🤖 AI Summary
This study addresses the instability in evaluating large language models on authentic Brazilian Portuguese dialogues, which stems from biases inherent in holistic scoring approaches that rely on judge models. To mitigate this issue, the authors propose a fine-grained evaluation framework based on binary pairwise comparisons and multi-judge filtering. The approach substantially improves ranking consistency, achieving full agreement among three judges across 16 models—compared to only seven under traditional holistic scoring—and increases the average score gap between adjacent models by 47%. The work introduces Prosa, the first multi-turn Brazilian Portuguese dialogue benchmark, built from WildChat data and evaluated using judge models such as Gemini 1.5 Flash at an approximate cost of $2.10 per evaluation. Both the benchmark and filtering code are publicly released.
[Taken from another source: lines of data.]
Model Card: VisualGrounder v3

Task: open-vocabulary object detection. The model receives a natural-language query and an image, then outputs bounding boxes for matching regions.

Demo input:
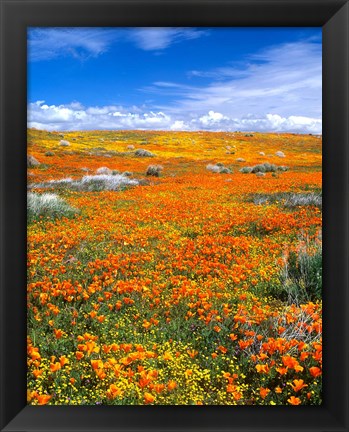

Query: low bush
[269,241,322,305]
[27,192,78,222]
[206,162,232,174]
[249,192,322,208]
[27,155,40,168]
[135,149,155,157]
[146,165,163,177]
[28,174,139,192]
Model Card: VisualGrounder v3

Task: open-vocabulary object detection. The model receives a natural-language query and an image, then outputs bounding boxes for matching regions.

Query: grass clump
[250,192,322,208]
[280,244,322,304]
[240,162,288,174]
[27,192,78,221]
[267,240,322,305]
[135,149,155,157]
[27,155,40,168]
[206,162,232,174]
[145,165,163,177]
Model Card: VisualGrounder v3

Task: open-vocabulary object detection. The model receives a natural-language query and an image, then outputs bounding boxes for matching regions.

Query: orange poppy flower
[292,380,308,392]
[309,366,322,378]
[144,393,155,404]
[36,395,52,405]
[259,387,270,399]
[287,396,301,405]
[167,381,177,391]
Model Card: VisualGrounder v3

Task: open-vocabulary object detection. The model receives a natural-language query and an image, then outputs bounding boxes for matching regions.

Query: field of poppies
[27,129,322,405]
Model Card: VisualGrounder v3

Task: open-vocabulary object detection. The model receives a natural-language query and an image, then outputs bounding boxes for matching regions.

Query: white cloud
[28,27,117,61]
[28,101,321,133]
[126,27,207,51]
[28,27,208,61]
[145,41,322,119]
[199,111,229,126]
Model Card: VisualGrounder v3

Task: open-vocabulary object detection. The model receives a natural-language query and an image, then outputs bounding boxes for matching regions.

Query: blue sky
[28,27,322,133]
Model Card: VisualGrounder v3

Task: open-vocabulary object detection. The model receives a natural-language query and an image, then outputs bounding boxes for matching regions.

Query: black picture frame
[0,0,349,432]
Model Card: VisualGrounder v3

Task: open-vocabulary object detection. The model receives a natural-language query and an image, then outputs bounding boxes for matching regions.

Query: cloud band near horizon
[28,101,322,134]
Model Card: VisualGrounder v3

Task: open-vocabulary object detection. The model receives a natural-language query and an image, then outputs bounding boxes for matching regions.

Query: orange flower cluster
[27,130,322,405]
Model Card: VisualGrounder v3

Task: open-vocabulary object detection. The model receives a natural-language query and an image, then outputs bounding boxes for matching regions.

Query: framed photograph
[1,0,349,432]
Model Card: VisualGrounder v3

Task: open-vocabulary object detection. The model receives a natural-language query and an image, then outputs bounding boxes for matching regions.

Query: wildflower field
[27,129,322,405]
Empirical results demonstrate that the design of scoring rules exerts a far greater influence on ranking consistency than the choice of judge model.
📝 Abstract
Rankings produced by holistic LLM-as-a-judge scoring are sensitive to the bias of the chosen judge model. We show that switching to binary rubric scoring with multi-judge filtering removes this sensitivity: decomposing the judgement matters more than the judge model itself. To support this claim, we introduce Prosa, the first real user multi-turn Brazilian Portuguese chat benchmark: 1,000 WildChat conversations scored by three judges from three model families on 16 models. Under filtered rubric scoring the three judges agree on every one of the 16 ranks, whereas under holistic scoring they agree on only 7 of 16. Additionally, the rubric filtering pipeline increases the average score gap between neighbouring models by 47%, thereby improving Prosa's discriminative power. Evaluating a new model on Prosa costs approximately $2.1 when using Gemini 3 Flash as the judge. We release the benchmark and the filtering code to ensure that future models can be assessed under identical conditions. These artifacts also make our rubric-based scoring method reusable beyond Prosa, supporting other open-ended evaluation settings.